When I started this blog, I quickly realized that if I was going to reference chart performance by a song, I needed a better source than Wikipedia, and naturally thought of Whitburn. I had owned one of his books forever ago, a compilation of Top 40 singles through 1984, and it was heavily thumbed until it finally fell apart and was discarded. There are lots of his books available in stores or from places like Amazon, but for a true nerdgasm, you need to order from the company directly, and pay a serious premium to get the 1,200-page monstrosity pictured above shipped to your home. It’s been worth every penny. Browsing its pages, I see the names of bands and songs that I had long forgotten, and it’s been a joy to revisit oddities like the whispy soft-core pop of Christopher Atkins’ “How Can I Live Without Her” from “The Pirate Movie” soundtrack. It is not a good record, but I liked it enough in the summer of 1982 to record it off CJCB for a mixtape, and was so very glad to experience its horribleness again.
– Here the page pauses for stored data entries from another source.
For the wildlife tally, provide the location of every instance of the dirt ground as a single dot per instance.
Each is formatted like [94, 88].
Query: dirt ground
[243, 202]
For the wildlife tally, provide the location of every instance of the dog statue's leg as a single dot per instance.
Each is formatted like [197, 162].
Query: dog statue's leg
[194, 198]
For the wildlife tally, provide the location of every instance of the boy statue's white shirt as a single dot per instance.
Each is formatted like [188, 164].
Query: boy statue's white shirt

Only a true music nerd, a Joel Whitburn, would understand.

And with that, here are my favourite “new” albums from last month:

  • Faces – A Nod Is as Good as a Wink … to a Blind Horse (1971) (I am yet to have a bad experience listening to a Rod Stewart record, and, yes, that includes “Blondes Have More Fun”.)
  • Tom Petty and the Heartbreakers – Tom Petty and the Heartbreakers (1976) (Yeah, I know – I should’ve listened to this decades ago.)
  • Nick Lowe – Labour of Lust (1979) (See Tom Petty, above.)
  • Steve Miller Band – Abracadabra (1982) (I have always disliked the title song, but the album is a soaring meeting of power pop and new wave that feels like the soundtrack to a John Hughes movie, which is high praise in my book.)
  • The Three O’Clock – Sixteen Tambourines (1983) (1960s Britpop/psychedelica filtered through an indie pop sensibility.)
  • Public Image Ltd. – This Is What You Want … This Is what You Get (1984) (I think the widespread dislike of this record is about the audience’s expectations for what John Lydon would give them instead of a comment on the great brooding pop record that he delivered.)
  • The Screaming Blue Messiahs – Bikini Red (1987)
  • The Posies – Frosting on the Beater (1993)
  • Nerf Herder – Nerf Herder (1996) (This is the band that would result if first cousins Bowling for Soup and blink-182 had a baby.)
  • Sloan – Action Pact (2003)
  • Ratboys – Happy Birthday, Ratboy (2021) (A strange blend of folk/country-tinged pop and early ‘90s female-fronted indie rock.)
  • Julia Jacklin – PRE PLEASURE (2022)
  • Sofie Royer – Harlequin (2022)
  • Sudan Archives – Natural Brown Prom Queen (2022)
  • Melt Yourself Down – Pray For Me I Don’t Fit In (2022) (Jazz-funk with elements of Afrobeat, punk and hyperdriven ‘90s indie pop.)
  • My Idea – CRY MFER (2022) (Lily Konigsberg can do no wrong in my eyes.)
  • Shygirl – Nymph (2022)
  • BODEGA – Broken Equipment (2022)
  • Steve Lacy – Gemini Rights (2022) (Neo soul smashes up against psych pop and comes out the other side as its own distinct thing.)